賃料は下落したとみられるが、不振のアバクロが負担に耐え続けられるか Photo by Satoru Okada

 東京の銀座6丁目、中央通りとみゆき通りの交差点の北側に、地上11階建てのビルがある。米国のアパレルブランド「アバクロンビー&フィッチ」の銀座店が入居している、茶色い外観の細長いビルのことだ。「週刊ダイヤモンド」の取材によると、このビルは、個人から米大手生命保険会社のプルデンシャル生命保険に売却されたもようだ。

 もっとも、このビルはかねて、アバクロの日本法人であるAHFJapan合同会社が、入居賃料が高すぎるとして、所有者だった男性を相手取って賃料減額訴訟を起こしていた。

 訴訟資料によると、売却前の賃料は坪あたり20万7963円。賃貸面積が約1900平方メートルなので、月額の賃料負担は、実に1億2000万円に上る。日本最高峰の商業地である銀座でも、商業施設の賃料は高くてもせいぜい坪あたり10万円といわれており、20万円は破格だった。

 この高額な賃料の理由はといえば、2007年にアバクロが当初の入札で敗れた後、この1億2000万円という破格の負担を再提示。その後、米国本社の幹部が自家用ジェットで来日し、いかに銀座に出店したいかを熱心にプレゼンテーションしたという。故に、被告の男性は減額を拒否していた。
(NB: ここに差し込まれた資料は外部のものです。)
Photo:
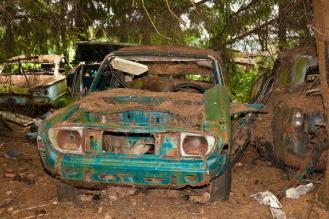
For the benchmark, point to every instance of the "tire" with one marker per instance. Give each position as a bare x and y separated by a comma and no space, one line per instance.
220,187
66,193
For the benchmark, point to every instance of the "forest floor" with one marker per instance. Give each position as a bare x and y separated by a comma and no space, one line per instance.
27,191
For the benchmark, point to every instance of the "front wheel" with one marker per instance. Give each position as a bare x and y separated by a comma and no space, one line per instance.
220,187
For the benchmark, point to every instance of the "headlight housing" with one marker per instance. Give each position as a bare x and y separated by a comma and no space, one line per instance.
67,140
196,144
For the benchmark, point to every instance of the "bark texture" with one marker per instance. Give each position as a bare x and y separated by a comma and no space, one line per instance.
321,29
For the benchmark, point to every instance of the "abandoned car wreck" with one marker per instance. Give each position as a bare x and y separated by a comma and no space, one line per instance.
140,130
295,114
36,80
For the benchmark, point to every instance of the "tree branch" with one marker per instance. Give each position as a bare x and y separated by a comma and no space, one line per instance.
156,29
173,14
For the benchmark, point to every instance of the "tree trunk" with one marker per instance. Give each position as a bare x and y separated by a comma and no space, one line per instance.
321,28
282,30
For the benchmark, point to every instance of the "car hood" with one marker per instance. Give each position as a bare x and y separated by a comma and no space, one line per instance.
185,109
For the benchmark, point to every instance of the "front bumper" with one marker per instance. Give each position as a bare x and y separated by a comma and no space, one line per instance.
90,170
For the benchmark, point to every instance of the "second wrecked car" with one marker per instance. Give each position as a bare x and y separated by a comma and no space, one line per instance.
35,80
165,122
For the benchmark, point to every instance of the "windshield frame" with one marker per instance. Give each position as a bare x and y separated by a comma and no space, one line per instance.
158,57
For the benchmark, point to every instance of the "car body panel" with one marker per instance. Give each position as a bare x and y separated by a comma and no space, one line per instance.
165,166
40,88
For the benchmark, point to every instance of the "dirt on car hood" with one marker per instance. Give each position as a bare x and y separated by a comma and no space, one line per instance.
187,107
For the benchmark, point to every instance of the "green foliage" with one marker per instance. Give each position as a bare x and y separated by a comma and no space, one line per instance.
241,84
242,81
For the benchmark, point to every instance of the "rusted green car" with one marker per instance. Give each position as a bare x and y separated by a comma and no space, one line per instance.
155,117
34,80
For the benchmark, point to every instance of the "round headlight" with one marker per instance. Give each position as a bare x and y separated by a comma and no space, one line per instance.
195,145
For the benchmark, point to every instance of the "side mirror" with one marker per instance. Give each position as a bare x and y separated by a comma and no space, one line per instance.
127,66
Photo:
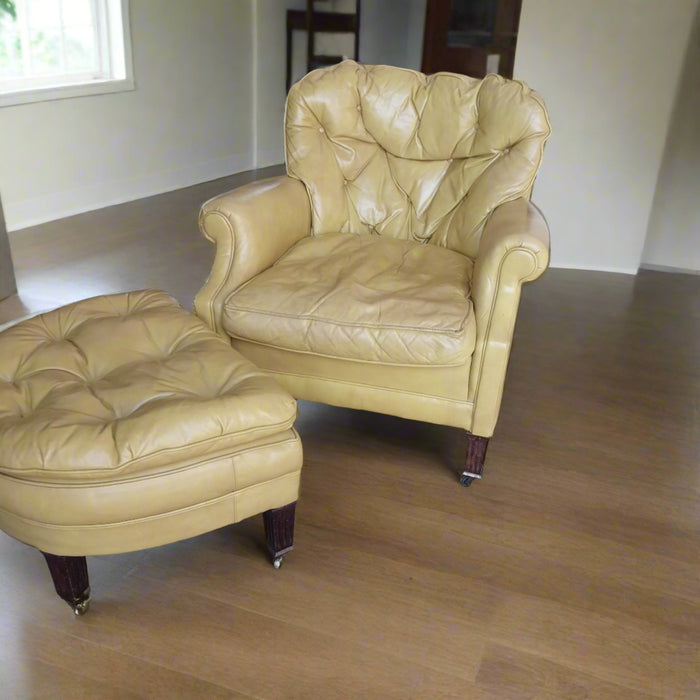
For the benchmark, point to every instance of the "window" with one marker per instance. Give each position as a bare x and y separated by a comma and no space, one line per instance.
51,49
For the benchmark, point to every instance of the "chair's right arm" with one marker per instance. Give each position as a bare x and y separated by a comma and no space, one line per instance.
251,228
514,249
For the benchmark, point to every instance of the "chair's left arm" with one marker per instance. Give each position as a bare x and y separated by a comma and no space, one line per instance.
514,248
251,227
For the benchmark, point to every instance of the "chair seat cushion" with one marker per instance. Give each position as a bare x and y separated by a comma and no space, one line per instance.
360,297
124,384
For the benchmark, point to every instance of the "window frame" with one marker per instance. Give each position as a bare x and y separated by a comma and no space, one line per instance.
116,31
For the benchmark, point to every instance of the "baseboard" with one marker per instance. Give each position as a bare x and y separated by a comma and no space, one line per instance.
270,157
669,268
595,268
58,205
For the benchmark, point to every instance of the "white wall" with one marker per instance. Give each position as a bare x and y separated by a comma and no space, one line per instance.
673,238
270,74
608,71
189,119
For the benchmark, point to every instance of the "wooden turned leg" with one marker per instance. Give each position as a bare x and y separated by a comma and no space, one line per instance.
70,578
476,453
279,532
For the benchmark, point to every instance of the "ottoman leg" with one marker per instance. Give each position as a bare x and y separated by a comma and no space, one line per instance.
70,578
279,532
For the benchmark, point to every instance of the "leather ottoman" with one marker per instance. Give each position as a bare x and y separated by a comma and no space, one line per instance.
125,423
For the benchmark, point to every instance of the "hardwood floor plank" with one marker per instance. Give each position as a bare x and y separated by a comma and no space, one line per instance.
518,675
630,653
63,665
248,652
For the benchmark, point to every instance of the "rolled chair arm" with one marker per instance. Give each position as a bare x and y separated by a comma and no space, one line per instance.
514,248
251,227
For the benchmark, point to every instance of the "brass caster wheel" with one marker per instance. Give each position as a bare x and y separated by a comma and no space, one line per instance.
81,608
465,479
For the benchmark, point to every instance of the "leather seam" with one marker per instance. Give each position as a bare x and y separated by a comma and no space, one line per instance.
147,518
145,477
331,322
346,359
487,335
166,451
372,386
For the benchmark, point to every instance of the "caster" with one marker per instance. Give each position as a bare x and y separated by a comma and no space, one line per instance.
465,479
82,607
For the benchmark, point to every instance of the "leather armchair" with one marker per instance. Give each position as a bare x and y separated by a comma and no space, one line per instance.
383,272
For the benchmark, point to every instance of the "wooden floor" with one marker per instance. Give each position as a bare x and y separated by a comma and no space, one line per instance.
570,571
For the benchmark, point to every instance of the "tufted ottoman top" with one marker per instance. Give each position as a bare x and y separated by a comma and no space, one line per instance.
122,384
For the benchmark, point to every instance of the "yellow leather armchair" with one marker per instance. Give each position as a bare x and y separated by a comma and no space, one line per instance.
383,272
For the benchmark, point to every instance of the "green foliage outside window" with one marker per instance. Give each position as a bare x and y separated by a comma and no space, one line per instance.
8,6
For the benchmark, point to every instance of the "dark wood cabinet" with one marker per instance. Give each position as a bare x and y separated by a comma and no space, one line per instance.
474,37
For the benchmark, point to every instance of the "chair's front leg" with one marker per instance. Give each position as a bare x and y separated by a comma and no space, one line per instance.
279,531
474,463
70,578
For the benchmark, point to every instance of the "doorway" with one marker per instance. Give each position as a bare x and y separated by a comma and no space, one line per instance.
474,37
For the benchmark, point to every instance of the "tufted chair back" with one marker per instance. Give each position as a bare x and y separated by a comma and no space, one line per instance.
391,151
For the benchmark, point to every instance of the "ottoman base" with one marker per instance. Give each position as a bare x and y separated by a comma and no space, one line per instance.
70,574
126,423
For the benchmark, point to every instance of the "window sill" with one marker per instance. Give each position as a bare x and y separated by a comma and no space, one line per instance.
60,92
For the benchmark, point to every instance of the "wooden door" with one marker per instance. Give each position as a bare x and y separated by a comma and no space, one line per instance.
474,37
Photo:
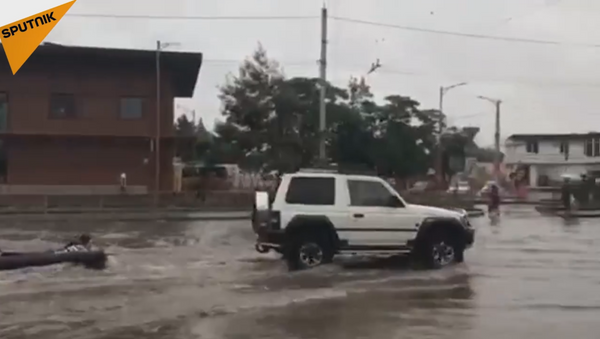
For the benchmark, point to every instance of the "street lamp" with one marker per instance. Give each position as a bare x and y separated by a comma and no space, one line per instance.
442,127
496,103
159,47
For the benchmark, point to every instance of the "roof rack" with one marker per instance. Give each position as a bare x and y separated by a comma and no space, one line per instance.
317,170
343,169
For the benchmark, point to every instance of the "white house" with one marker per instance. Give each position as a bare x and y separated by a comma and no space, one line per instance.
548,156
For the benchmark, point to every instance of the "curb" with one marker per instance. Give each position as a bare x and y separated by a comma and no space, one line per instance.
127,217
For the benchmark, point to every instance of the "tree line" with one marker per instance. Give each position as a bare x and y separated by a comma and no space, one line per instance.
271,123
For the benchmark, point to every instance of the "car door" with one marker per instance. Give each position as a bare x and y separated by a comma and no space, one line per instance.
373,220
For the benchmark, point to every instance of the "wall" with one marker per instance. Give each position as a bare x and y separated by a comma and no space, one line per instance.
549,153
97,90
86,161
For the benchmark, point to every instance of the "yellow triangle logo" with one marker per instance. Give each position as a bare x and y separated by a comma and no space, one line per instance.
21,38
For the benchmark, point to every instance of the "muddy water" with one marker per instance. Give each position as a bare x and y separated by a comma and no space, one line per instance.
527,277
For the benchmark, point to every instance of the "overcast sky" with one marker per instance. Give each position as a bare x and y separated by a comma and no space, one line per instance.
544,88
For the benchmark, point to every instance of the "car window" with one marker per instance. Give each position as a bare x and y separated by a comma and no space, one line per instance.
311,191
368,193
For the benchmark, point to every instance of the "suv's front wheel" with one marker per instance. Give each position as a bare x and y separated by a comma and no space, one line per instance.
309,252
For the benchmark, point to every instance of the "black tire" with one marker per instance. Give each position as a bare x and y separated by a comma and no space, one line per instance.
309,252
440,250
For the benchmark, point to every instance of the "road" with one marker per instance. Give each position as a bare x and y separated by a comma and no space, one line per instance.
527,277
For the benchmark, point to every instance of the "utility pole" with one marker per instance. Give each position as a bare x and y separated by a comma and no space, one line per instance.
194,136
442,129
497,141
497,104
323,88
159,46
157,139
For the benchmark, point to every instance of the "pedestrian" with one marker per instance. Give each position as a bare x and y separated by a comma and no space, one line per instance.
566,195
494,202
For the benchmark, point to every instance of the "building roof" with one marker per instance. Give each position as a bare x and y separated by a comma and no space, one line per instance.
565,136
185,66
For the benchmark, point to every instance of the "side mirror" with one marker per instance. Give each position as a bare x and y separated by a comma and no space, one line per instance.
395,202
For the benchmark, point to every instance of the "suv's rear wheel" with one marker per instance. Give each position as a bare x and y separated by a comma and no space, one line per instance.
309,252
441,250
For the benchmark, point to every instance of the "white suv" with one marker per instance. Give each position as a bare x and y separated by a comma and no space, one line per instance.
316,215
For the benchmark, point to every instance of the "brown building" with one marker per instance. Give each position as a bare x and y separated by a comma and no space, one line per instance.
74,118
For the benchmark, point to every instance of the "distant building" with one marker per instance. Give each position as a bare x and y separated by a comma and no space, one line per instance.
545,157
74,118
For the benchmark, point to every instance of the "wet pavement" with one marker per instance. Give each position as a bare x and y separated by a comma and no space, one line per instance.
527,277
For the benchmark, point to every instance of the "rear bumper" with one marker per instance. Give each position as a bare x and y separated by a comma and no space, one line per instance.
270,239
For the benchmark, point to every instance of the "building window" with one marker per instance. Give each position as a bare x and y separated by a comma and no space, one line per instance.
62,106
564,147
131,108
592,147
532,147
3,112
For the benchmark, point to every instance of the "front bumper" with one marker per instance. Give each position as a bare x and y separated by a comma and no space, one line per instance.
268,239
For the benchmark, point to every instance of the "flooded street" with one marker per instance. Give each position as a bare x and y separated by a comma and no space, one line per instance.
527,277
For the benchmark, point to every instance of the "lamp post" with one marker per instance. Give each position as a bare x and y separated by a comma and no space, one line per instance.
496,103
159,47
442,123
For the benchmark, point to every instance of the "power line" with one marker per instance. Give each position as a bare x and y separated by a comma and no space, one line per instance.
480,79
464,35
178,17
464,77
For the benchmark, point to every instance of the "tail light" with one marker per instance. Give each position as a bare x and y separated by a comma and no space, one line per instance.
275,220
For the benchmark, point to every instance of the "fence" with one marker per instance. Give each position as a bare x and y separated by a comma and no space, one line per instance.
215,200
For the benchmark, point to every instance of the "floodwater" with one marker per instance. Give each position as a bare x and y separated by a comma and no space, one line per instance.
527,277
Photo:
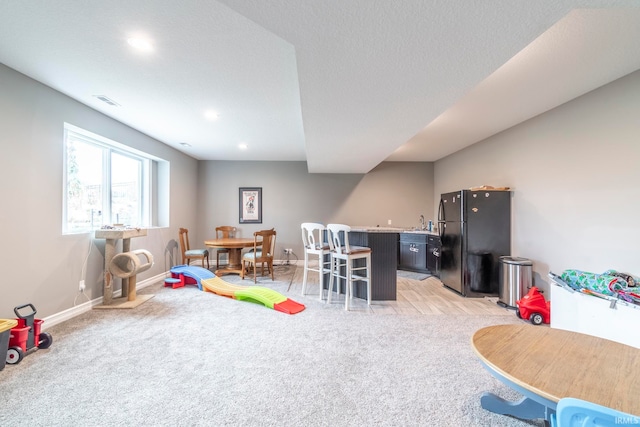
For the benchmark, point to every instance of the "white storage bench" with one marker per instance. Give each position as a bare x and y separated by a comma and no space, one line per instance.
587,314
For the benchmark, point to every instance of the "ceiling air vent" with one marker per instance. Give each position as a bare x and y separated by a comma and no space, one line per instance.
107,100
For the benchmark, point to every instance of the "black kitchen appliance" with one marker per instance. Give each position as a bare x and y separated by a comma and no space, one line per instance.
475,231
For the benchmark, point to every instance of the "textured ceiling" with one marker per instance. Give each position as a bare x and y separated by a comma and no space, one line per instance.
342,84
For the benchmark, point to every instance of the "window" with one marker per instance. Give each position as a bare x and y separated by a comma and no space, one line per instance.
105,183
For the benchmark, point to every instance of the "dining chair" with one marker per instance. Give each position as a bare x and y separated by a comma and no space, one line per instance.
345,257
224,232
314,245
572,412
188,253
264,244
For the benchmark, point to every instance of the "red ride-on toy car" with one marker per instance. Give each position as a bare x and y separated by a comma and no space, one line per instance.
533,307
26,336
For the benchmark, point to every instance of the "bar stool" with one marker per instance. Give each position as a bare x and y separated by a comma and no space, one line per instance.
313,243
344,256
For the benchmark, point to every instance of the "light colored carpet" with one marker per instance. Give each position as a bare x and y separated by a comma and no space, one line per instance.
190,358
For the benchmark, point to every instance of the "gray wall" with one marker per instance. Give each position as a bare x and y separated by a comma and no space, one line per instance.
394,191
575,177
574,171
42,266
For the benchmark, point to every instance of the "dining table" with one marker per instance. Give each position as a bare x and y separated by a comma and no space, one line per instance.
546,364
235,246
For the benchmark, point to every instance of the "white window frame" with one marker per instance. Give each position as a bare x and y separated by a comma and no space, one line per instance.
109,147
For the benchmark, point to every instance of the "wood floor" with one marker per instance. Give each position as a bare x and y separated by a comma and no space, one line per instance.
428,296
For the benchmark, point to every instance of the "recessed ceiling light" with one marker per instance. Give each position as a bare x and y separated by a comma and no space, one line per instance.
140,43
211,115
107,100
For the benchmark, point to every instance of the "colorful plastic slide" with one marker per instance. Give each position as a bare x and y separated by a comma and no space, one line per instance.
190,275
258,294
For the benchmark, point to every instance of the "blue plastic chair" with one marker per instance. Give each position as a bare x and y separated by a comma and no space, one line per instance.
572,412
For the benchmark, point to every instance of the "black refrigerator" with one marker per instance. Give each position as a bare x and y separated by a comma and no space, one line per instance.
475,230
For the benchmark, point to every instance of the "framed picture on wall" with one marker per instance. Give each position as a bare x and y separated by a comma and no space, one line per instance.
250,205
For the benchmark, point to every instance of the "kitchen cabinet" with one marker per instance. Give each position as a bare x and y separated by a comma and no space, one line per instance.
384,257
434,249
413,252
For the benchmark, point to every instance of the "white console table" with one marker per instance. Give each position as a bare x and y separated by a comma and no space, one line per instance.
587,314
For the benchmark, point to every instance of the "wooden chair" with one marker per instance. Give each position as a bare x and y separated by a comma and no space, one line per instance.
264,244
313,243
187,253
224,232
343,257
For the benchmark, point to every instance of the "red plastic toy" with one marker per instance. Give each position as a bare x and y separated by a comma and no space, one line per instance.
533,307
26,336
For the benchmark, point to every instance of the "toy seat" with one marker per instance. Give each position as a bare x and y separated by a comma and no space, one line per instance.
188,253
346,256
313,242
572,412
224,232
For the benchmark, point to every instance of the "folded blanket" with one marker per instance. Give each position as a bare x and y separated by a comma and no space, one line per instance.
611,282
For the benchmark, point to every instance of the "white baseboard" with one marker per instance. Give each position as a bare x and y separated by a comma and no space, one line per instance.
86,306
72,312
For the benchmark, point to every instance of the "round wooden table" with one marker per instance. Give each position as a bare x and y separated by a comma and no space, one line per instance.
547,364
235,245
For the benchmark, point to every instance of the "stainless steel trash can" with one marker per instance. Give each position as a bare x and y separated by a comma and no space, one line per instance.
516,278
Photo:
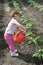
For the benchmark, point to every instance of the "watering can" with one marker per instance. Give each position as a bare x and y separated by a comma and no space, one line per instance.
19,37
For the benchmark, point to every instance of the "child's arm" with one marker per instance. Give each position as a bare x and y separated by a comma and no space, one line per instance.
21,28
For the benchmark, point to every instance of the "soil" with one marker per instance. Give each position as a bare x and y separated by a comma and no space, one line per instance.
25,51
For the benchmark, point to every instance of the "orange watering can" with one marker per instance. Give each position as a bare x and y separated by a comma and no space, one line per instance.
19,37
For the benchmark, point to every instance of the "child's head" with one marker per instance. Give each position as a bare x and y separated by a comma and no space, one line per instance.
15,14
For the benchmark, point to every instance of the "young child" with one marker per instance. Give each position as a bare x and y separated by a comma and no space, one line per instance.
10,30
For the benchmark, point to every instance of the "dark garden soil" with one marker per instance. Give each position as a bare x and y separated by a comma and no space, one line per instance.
25,51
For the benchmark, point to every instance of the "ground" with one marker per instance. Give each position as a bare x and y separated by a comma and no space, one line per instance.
24,50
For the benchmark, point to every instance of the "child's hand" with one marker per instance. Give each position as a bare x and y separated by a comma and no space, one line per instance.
31,39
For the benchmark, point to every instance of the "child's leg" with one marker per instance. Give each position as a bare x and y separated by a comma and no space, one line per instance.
9,40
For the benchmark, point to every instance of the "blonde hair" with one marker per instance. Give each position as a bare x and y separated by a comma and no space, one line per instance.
12,13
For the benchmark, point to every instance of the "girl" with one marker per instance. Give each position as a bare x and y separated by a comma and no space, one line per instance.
10,30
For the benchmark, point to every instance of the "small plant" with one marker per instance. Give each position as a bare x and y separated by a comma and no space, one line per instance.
38,54
30,25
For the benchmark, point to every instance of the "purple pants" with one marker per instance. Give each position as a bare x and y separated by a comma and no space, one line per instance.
9,41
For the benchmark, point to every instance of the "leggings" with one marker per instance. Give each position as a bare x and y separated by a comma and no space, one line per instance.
9,41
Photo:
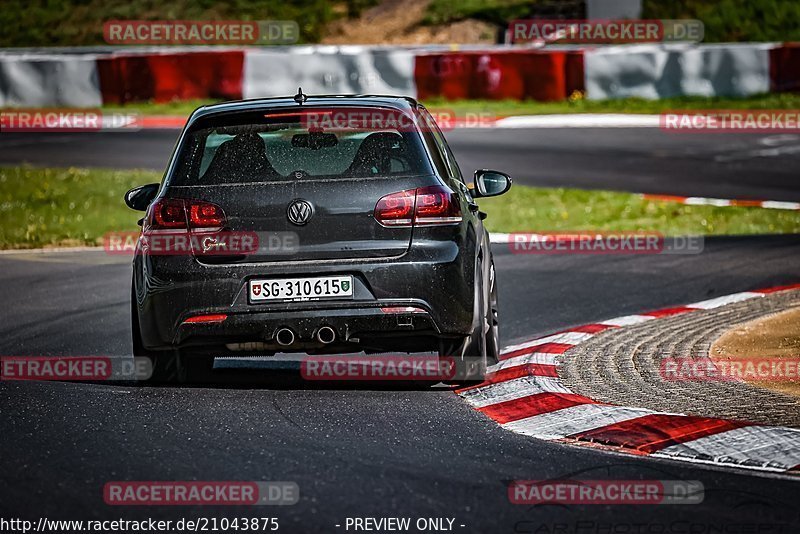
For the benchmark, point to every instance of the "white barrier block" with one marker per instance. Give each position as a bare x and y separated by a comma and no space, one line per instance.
662,71
328,70
65,81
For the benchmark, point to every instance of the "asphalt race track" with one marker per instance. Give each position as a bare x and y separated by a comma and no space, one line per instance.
644,160
379,451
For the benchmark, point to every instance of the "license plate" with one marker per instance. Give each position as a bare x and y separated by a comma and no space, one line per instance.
325,287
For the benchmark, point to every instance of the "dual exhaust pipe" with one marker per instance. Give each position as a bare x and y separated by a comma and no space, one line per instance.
286,337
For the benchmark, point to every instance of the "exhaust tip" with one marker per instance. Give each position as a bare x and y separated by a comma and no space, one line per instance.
284,337
326,335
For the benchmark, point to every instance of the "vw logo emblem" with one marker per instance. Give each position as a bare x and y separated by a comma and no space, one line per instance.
299,211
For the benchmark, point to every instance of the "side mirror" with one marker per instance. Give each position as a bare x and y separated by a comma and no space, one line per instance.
490,183
140,197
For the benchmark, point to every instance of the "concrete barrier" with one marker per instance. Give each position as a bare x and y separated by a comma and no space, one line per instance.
49,81
499,74
661,71
328,70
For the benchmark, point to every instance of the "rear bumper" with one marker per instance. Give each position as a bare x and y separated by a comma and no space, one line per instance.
353,324
436,277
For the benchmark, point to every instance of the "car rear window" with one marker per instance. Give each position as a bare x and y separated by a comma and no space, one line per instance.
292,145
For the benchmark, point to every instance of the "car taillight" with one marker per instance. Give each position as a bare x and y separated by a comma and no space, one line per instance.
177,214
436,205
424,206
205,215
168,213
396,209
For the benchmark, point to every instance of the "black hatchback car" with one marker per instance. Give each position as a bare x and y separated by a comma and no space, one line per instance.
331,224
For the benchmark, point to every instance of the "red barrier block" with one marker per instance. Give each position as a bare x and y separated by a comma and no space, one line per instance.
166,77
447,75
784,68
499,75
574,77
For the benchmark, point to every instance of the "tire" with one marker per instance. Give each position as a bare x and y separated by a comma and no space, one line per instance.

 ところがこの訴訟は、アバクロ側が訴えを取り下げて、今年4月27日付で決着。そして、ビルの登記上の所有者は4月21日付けで、信託受託者である三菱UFJ信託銀行に変わっている。ビル所有者の変更によって賃料の引き下げが見込めるようになったため、アバクロが訴訟を取り下げたと推測される。